Ardue, la mise en service du Gothard
Michel Béguelin  

Gothard

On trouvera ici une étude de l’ancien conseiller aux Etats Michel Béguelin parue en deux articles distincts dans «Domaine Public»:1.Gothard: après l'exploit, l'exploitation. 2 Gothard: moins de fret, plus de frais

Après l’exploit, l’exploitation

La mise en service du tunnel de base du Gothard a eu lieu le 11 décembre. Les trains passent. C’est à la fois l’essentiel et la moindre des choses.

Restent les indispensables ajustements. Un chantier d’une complexité inédite qui va durer quatre ans. Il faudra notamment trouver des solutions répondant aux promesses impossibles à tenir et fixer le barème des prix des sillons, le tout en passant par des transitions plus ou moins acrobatiques. Sans oublier le maintien du tronçon de montagne de la ligne de faîte du Monte-Ceneri, certes court, mais d’autant plus perturbant. Un vrai caillou durable dans la chaussure des exploitants.

L’avenir proche se présente en trois étapes.
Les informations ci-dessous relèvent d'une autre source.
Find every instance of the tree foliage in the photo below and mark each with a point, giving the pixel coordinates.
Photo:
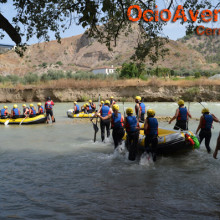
(105, 20)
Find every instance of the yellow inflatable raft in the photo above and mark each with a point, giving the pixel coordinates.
(79, 115)
(35, 120)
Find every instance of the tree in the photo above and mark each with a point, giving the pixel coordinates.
(105, 20)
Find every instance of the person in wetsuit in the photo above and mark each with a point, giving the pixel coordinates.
(205, 124)
(182, 116)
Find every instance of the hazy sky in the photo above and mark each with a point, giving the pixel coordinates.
(172, 30)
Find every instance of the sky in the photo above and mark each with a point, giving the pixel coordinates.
(172, 30)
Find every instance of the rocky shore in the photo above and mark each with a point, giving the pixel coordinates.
(121, 93)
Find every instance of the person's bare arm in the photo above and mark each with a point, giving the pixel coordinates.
(200, 124)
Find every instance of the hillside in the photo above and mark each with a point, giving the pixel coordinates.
(80, 53)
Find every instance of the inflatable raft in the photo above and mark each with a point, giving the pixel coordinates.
(80, 115)
(35, 120)
(169, 141)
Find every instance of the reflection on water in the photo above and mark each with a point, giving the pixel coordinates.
(55, 171)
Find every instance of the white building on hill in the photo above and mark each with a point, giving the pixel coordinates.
(104, 70)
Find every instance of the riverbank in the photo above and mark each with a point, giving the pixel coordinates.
(151, 91)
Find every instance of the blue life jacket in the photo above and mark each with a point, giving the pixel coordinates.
(77, 107)
(131, 124)
(182, 114)
(152, 126)
(33, 112)
(105, 110)
(208, 120)
(15, 111)
(3, 112)
(142, 107)
(117, 121)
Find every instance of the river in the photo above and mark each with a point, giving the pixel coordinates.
(55, 171)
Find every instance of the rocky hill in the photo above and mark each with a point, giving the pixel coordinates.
(80, 53)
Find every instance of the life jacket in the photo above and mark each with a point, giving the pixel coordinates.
(152, 126)
(15, 111)
(117, 122)
(105, 111)
(131, 123)
(77, 108)
(207, 121)
(32, 111)
(182, 114)
(142, 108)
(48, 105)
(24, 110)
(41, 108)
(3, 113)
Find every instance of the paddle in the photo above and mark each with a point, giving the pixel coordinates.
(95, 128)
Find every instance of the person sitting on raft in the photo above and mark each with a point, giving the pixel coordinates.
(76, 108)
(205, 125)
(32, 111)
(15, 112)
(92, 105)
(112, 101)
(105, 123)
(140, 109)
(151, 133)
(26, 110)
(40, 109)
(4, 112)
(182, 116)
(132, 128)
(117, 125)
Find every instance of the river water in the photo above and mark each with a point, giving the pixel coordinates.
(55, 171)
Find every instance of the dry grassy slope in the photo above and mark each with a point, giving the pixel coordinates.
(79, 52)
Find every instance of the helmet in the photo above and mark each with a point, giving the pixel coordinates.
(107, 102)
(129, 111)
(150, 112)
(115, 107)
(138, 98)
(180, 102)
(205, 110)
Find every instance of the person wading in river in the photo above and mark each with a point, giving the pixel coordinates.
(117, 125)
(49, 109)
(182, 115)
(132, 129)
(105, 123)
(4, 112)
(140, 109)
(205, 125)
(151, 132)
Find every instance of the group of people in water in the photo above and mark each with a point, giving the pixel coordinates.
(30, 111)
(111, 117)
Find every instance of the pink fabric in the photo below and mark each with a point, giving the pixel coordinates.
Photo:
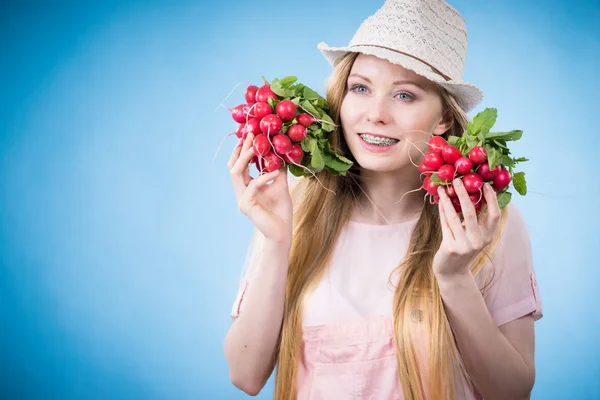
(348, 343)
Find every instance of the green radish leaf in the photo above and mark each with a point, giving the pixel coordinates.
(310, 108)
(519, 183)
(288, 81)
(317, 161)
(310, 94)
(511, 135)
(453, 140)
(481, 135)
(485, 120)
(472, 141)
(333, 162)
(328, 125)
(500, 143)
(280, 90)
(471, 129)
(493, 156)
(504, 199)
(309, 144)
(507, 161)
(321, 103)
(272, 102)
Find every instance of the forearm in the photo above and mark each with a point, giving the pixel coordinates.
(252, 341)
(496, 367)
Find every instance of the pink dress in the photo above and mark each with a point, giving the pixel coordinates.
(349, 350)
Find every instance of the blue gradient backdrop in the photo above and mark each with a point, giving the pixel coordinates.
(120, 241)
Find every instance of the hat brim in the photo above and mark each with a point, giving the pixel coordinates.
(467, 95)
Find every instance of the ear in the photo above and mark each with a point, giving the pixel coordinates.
(444, 123)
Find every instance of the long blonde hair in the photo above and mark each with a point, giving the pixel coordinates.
(322, 211)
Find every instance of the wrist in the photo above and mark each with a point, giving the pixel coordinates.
(454, 279)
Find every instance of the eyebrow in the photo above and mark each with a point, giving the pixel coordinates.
(400, 82)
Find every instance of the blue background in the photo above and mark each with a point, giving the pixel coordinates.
(121, 245)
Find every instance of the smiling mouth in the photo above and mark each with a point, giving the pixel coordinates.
(378, 140)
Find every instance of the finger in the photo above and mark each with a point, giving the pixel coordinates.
(235, 154)
(452, 217)
(494, 212)
(446, 231)
(257, 183)
(468, 210)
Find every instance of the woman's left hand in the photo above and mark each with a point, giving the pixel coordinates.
(462, 242)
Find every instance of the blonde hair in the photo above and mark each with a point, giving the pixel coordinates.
(322, 210)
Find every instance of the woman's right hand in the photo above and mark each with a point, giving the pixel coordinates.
(268, 206)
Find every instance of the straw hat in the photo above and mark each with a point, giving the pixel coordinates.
(428, 37)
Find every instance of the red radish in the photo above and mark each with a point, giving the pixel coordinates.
(261, 110)
(237, 113)
(429, 186)
(241, 131)
(305, 119)
(502, 180)
(253, 126)
(473, 183)
(282, 144)
(436, 143)
(475, 198)
(478, 155)
(297, 133)
(295, 155)
(264, 92)
(486, 174)
(272, 162)
(433, 161)
(463, 165)
(286, 110)
(251, 94)
(450, 154)
(478, 201)
(446, 173)
(456, 204)
(248, 111)
(271, 124)
(261, 145)
(450, 191)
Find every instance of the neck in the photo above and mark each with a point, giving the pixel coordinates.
(386, 198)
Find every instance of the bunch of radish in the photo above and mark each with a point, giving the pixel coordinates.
(476, 157)
(290, 123)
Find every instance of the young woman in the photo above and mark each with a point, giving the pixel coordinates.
(356, 287)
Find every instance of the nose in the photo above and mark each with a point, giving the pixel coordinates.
(378, 111)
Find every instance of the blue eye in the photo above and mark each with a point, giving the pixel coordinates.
(405, 97)
(359, 89)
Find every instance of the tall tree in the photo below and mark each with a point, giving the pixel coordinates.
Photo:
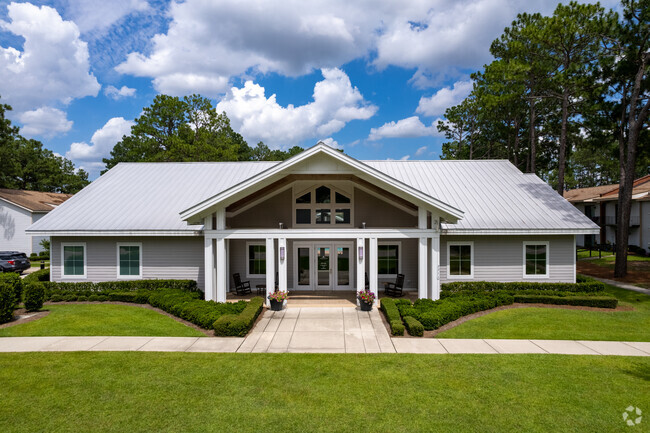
(626, 67)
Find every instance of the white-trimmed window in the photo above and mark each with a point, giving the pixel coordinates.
(73, 260)
(322, 206)
(255, 260)
(460, 260)
(389, 258)
(536, 259)
(129, 260)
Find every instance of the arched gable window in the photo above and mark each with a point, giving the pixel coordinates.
(322, 206)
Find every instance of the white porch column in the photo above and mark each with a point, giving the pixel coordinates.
(208, 262)
(435, 267)
(282, 264)
(372, 266)
(361, 263)
(221, 272)
(423, 246)
(270, 266)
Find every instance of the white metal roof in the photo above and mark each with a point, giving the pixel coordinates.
(493, 194)
(148, 197)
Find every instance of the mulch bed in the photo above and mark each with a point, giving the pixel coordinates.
(430, 334)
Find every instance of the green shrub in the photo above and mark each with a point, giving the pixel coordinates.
(397, 327)
(40, 275)
(585, 301)
(239, 325)
(468, 287)
(34, 296)
(16, 284)
(413, 326)
(7, 301)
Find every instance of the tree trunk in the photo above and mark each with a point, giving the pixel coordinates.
(533, 137)
(562, 152)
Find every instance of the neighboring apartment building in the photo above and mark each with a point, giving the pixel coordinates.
(600, 204)
(20, 209)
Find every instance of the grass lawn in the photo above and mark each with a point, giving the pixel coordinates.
(560, 324)
(171, 392)
(101, 319)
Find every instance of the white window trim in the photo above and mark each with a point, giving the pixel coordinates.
(313, 206)
(128, 244)
(248, 244)
(399, 258)
(471, 270)
(548, 262)
(74, 244)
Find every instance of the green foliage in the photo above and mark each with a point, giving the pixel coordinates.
(174, 129)
(414, 328)
(239, 325)
(16, 284)
(26, 164)
(34, 296)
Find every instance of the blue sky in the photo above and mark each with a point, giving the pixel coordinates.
(371, 77)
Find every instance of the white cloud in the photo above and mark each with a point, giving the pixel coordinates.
(332, 143)
(44, 121)
(405, 128)
(99, 15)
(90, 155)
(115, 93)
(256, 117)
(444, 98)
(53, 65)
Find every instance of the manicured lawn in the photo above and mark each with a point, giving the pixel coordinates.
(101, 319)
(560, 324)
(170, 392)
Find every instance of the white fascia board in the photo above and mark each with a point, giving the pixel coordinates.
(519, 232)
(197, 232)
(320, 234)
(449, 212)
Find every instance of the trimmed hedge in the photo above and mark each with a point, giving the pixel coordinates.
(34, 295)
(393, 316)
(585, 301)
(239, 325)
(188, 306)
(41, 275)
(474, 287)
(413, 326)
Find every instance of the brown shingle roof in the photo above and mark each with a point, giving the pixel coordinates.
(36, 201)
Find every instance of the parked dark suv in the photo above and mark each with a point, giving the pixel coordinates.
(13, 261)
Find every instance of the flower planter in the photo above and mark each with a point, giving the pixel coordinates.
(365, 306)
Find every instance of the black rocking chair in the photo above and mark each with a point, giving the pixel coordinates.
(241, 287)
(395, 289)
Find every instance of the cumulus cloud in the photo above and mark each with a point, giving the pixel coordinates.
(89, 156)
(406, 128)
(53, 65)
(256, 117)
(44, 121)
(444, 98)
(93, 15)
(115, 93)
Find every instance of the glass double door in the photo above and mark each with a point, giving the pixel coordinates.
(323, 265)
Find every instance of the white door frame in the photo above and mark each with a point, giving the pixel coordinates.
(313, 265)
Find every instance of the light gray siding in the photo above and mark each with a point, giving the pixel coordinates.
(501, 258)
(13, 223)
(162, 257)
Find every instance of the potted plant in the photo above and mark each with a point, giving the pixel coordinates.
(366, 299)
(277, 300)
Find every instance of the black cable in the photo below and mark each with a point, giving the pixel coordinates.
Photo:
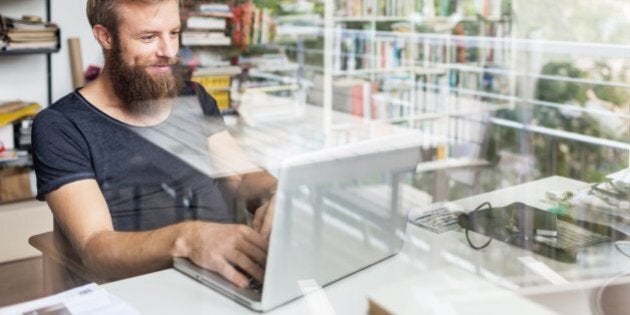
(466, 230)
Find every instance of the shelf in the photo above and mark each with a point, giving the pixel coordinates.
(28, 51)
(370, 71)
(370, 18)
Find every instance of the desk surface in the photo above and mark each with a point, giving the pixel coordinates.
(499, 266)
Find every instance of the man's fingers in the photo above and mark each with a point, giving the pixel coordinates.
(265, 229)
(246, 264)
(254, 252)
(253, 237)
(258, 217)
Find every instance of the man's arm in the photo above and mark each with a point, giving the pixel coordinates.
(81, 211)
(246, 180)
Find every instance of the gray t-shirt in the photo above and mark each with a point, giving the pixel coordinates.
(144, 184)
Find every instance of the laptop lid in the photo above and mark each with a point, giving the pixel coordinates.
(338, 211)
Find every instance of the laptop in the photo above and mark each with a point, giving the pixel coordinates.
(315, 222)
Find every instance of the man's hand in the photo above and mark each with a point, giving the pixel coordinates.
(225, 247)
(264, 217)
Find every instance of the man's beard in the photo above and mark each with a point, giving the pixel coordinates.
(140, 92)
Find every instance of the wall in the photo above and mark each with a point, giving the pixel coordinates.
(24, 76)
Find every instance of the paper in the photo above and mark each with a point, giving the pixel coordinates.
(88, 299)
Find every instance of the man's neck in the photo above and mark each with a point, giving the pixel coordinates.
(100, 93)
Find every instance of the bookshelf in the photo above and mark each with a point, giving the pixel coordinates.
(408, 50)
(44, 51)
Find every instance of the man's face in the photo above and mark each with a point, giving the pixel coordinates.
(142, 62)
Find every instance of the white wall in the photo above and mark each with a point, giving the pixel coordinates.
(24, 76)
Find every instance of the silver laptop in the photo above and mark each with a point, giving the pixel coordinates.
(328, 202)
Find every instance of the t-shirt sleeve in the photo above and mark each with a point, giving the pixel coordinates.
(60, 152)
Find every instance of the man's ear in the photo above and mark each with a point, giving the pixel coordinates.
(103, 36)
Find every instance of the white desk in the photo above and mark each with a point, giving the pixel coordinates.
(424, 254)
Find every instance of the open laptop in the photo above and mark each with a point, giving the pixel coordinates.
(318, 234)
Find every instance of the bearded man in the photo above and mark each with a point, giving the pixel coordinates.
(126, 205)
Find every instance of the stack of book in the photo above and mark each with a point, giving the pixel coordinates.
(28, 33)
(207, 26)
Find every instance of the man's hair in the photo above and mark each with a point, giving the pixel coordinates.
(105, 12)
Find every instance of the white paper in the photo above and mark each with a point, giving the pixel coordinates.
(87, 299)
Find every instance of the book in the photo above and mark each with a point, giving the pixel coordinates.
(201, 38)
(31, 45)
(15, 110)
(30, 36)
(23, 24)
(206, 22)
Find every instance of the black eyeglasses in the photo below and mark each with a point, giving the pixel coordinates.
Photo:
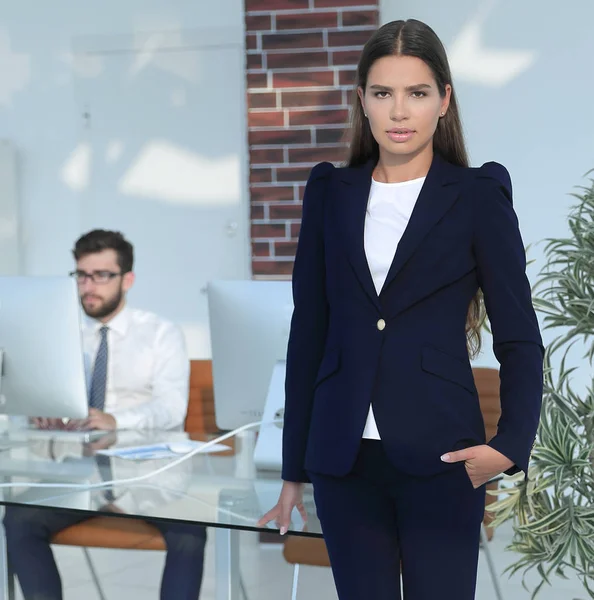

L’année 2017 tout d’abord, avec l’interruption durant un semestre de l’embranchement réellement «de plaine» à voie unique vers Luino, le long de la rive gauche du lac Majeur, supportant une bonne moitié du trafic marchandises et le report d’une partie de ce dernier sur la ligne de faîte du Ceneri (l’axe Lötschberg-Simplon va aussi souffrir). Les années 2018-2019 ensuite, avec la réouverture de la ligne de Luino, élargie dans les tunnels et adaptée aux trains longs. Dès 2020 enfin, avec la mise en service du tunnel de base du Monte-Ceneri et de l’ensemble du couloir de ferroutage.

C’est donc dans les années 2020 seulement que l’axe de base du Gothard sera réalisé dans son intégralité, et exploitable côté suisse avec tout son potentiel. Encore faut-il que les dégagements correspondants soient réalisés à temps en Italie du Nord. Une autre histoire.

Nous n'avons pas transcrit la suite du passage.